In Germany, military sniffer dogs are being trained for the same purpose. Meanwhile, a Finnish study has shown that dogs learnt to recognise the distinctive odour of a coronavirus infection and that, in future, dogs might be able to detect infected people in nursing homes or at airports. Still, in the United States of America, researchers at the University of Pennsylvania’s School of Veterinary Medicine are already working with pooches to help with early detection of COVID-19 in humans. Read my lips on this, other serious countries around the world will soon follow suit.

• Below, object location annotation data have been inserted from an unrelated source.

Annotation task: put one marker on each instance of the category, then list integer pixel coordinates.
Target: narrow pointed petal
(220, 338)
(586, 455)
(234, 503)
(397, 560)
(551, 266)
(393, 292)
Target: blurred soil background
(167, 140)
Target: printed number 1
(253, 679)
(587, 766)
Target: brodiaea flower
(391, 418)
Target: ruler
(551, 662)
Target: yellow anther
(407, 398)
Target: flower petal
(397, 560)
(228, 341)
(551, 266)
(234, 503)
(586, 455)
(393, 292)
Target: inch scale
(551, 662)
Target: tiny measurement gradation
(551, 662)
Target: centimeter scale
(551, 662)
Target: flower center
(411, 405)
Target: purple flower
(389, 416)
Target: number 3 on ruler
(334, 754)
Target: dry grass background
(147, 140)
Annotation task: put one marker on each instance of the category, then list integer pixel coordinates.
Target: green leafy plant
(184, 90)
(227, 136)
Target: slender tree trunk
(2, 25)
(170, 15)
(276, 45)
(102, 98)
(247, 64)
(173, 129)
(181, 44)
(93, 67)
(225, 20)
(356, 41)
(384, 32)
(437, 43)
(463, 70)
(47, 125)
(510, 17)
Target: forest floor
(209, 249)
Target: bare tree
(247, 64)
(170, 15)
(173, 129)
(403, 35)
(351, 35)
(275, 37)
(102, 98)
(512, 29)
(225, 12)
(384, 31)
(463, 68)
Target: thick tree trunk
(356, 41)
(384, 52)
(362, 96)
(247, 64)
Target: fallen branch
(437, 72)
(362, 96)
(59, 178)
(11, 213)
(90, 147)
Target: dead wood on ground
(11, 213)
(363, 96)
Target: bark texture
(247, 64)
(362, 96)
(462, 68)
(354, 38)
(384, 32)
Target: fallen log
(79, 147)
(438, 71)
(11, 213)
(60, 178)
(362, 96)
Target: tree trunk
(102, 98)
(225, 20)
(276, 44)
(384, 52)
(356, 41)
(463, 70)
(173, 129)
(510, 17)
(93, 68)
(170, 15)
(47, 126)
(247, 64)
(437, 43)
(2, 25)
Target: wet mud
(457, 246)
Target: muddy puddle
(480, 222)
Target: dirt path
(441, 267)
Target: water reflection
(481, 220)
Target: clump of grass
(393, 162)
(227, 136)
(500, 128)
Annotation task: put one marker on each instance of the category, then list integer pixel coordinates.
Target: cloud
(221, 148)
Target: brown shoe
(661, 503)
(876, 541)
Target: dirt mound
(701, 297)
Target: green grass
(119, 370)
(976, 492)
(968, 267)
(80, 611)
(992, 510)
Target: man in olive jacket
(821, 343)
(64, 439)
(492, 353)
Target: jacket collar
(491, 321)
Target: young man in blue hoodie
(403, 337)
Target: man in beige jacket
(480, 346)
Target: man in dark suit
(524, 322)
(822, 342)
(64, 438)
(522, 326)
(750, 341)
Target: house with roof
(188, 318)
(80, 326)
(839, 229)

It is heartening to learn that a Nigerian dog trainer, Idowu Abiodun, has said he can train dogs to detect coronavirus carriers. Without mincing words, may I advise the appropriate bodies in the country that efforts and resources should be deployed to support Abiodun in achieving this feat with a view to using dogs in detecting the virus in carriers travelling through our airports, rather than continuing with the poking of infrared forehead thermometers at passengers to detect the level of their body temperatures.
The question then is, how will the use of sniffer dogs reshape global immigration? Your guess is as good as mine: longer queues at the airports. Granted, those ‘COVID dogs’ (when they are eventually ‘unleashed’) may be able to screen up to 250 people per hour but the fact remains that queues at the airports all over the world caused by the scourge of coronavirus may have come to stay permanently. You know how important air transport is to global immigration. Don’t you?
Around the globe, while some countries are planning compulsory coronavirus tests for anyone arriving at their airports from high-risk countries, others are offering travellers a choice of either getting tested on arrival at the airports or subjecting themselves to a ‘cliff edge’ of quarantine for 14 days. It’s apt to observe that either or both of the measures will be a deterrent to global immigration.
Furthermore, with the general feeling in the aviation industry that flights won’t return to pre-pandemic numbers until 2022, 2023 or beyond, prospective passengers’ motivations to travel may be dampened, thereby reducing global immigration.
By their actions, some governments across the globe are saying the fear of the second wave of coronavirus is the beginning of wisdom and with countries such as Hong Kong on the verge of large-scale outbreaks, one can conclude that it’s not yet Uhuru from the scourge of coronavirus. As foreign governments implement strict travel restrictions and as fewer international transport options are available, the UK, through the Foreign and Commonwealth Office, recently advised against all non-essential international travels initially for 30 days. The Canadian Government has also advised against non-essential travels outside Canada, even as the German foreign ministry has followed suit by advising against ‘non-essential tourist travels’ due to the risks posed by coronavirus. Tourism and international travels being integral parts of global immigration have started paying dearly for the scourge of coronavirus. Travelling through Birmingham city (UK) airport recently, I was shocked to discover that just few people were going on holidays at a time of the year when airports were usually jam-packed with passengers going on vacations. You want to know why this is so? For an answer, you can ask one of the RNA viruses and a subfamily of the orthocoronavirinae – COVID-19.
At the end of the day, whichever way the pendulum of the post-coronavirus pandemic economic equation swings, the rude shock may be that while low pricing may not persuade passengers to put bums on seats because they may have higher concerns for their health, high pricing will discourage them outright.
Kunle Ajigbolamu is a global Immigration law expert and solicitor of the senior courts of England & Wales.